There are many methods to identifying hazards. Job hazard analysis, job observation, job planning tools, audits can be useful in identifying the hazards in the workplace. The results may be a very long list. This long list can be daunting to some people. Typically, when the tasks and environment can change from day to day, such as a mechanic.
This is when we can look at hazards on a macro as opposed to a micro level. The micro level identification of hazards is what you would find in an assembly plant, where the tasks are the same from day to day. Breaking down each activity into steps and identifying all of the hazards is important. There will be some grouping of hazards, especially if they are common from one task to the next (i.e. air quality)

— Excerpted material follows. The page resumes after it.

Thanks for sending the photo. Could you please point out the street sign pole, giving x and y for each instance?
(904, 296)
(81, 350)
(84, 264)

The opposite of this is macro level identification of hazards. This is when hazards are identified in general, for example, confined spaces, hazardous energies, chemical exposure. The reason to do this would be because the specifics of the job changes from day to day and the condition within which the tasks are conducted also changes. There is less work up front in identifying hazards, however, you are also required to sufficiently train all of the applicable workers in being able to identify their hazards specific to the day’s tasks and as the situation changes and know to use the correct controls.
Another thing to consider when establishing your hazard identification process is who will be involved. It can’t practically be completed by one person. Not because they are not capable, but because you want multiple inputs, experiences and biases to help identify the hazards and evaluate the risks.